– Спасибо, что проводил. Не знаю, что бы я без тебя делала.
– Не за что. Никогда не мог тебе отказать.
– Еще как мог.
– Ну что же. Пока?
Мы остановились возле поворота в небольшой коридор. За одной из дверей явно шло какое-то веселье. Раздавались выкрики, взрывы смеха. Эдриан в этой своей извечной дерганой манере топтался на одном месте, притоптывал ногой, заглядывал мне в глаза. По его виду я понимала, что ему так же мучительно неловко, как и мне. И он так же, как и я, не в силах разорвать эти чертовы ниточки, за которые кто-то дергает нас, как нелепых марионеток.
Я смотрела на него и чувствовала, как внутри у меня ворочается, подтаивает и саднит превратившееся в тяжелую глыбу льда сердце. Неужели все закончится вот так – проходной пошлостью, разговором на бегу? Конечно, именно так и будет. Потому что все прошло, и ничего уже нельзя изменить.
– Я должна идти, – наконец через силу выговорила я, развернулась и пошла прочь по коридору, за одной из дверей которого меня ждала Нинка со своими коллегами.
Я шла, странно оглушенная, как будто музыка, до сих пор пропитывавшая все вокруг, разом смолкла и весь мир выцвел. Только тишина, пустота и одиночество… Вот он, закономерный итог моей жизни. Вот расплата за однажды не ко времени поразившую меня слепоту.
И вдруг что-то подхватило меня сзади. Я ахнула, не понимая, что происходит, всплеснула руками и тут же оказалась снова лицом к лицу с Эдрианом – бледным от ярости, прожигающим меня своими невиданными прозрачно-голубыми глазами. Дыхание его срывалось.
– Ты хоть представляешь, что ты сделала со мной? – прохрипел он мне в лицо. – Представляешь?

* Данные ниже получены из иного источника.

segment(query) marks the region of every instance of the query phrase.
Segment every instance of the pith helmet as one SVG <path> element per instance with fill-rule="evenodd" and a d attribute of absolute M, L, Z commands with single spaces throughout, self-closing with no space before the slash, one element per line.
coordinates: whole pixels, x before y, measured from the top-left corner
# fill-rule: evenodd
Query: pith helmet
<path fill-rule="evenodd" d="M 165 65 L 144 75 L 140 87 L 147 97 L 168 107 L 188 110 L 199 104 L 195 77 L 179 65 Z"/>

Я на секунду подумала, что сейчас он припомнит мне тот несостоявшийся концерт, несложившуюся карьеру. Но Эдриан продолжал сбивчиво:
– Мне почти сорок, у меня за всю жизнь больше не было ничего, кроме тебя. Я должен был бы возненавидеть тебя или просто забыть. Но я не могу, не могу… Это неправильно, нелепо… Мы страшно ошиблись тогда, но ведь еще не все потеряно, скажи, не все? – Он встряхнул меня за плечи и заглянул в глаза с незнакомым умоляющим выражением: – Прошу тебя!
В груди у меня что-то дрожало и рвалось наружу. Это было невероятно – через столько лет снова ощутить прикосновение его рук, вдохнуть родной запах, увидеть дорогое лицо, сейчас искаженное гримасой яростной боли и не менее яростной надежды.
– Эдриан, – со всхлипом вырвалось у меня, – Эдриан, ведь у меня тоже, тоже ничего нет. И не было. Только ты. Как глупо… Как по-дурацки все вышло…
Он, глухо охнув, притиснул меня к себе, прижал голову к своему плечу и уткнулся лицом мне в волосы. Сжимал до боли, будто боялся, что я сейчас исчезну, скользил сухими запекшимися губами по шее, по щекам.
– Прости меня, – шептала я, давясь слезами. – Прости.
– Ты меня прости, – возражал он. – И не гони, пожалуйста, мы придумаем что-нибудь, обязательно придумаем, потому что так нельзя больше.
За моей спиной скрипнула дверь. Кто-то выглянул в коридор, увидел нас, издал изумленное восклицание и снова спрятался в комнате. Но нам, обезумевшим от внезапно возрожденной надежды, жадно державшимся друг за друга, как за единственную опору в пошатнувшейся жизни, не было до других никакого дела.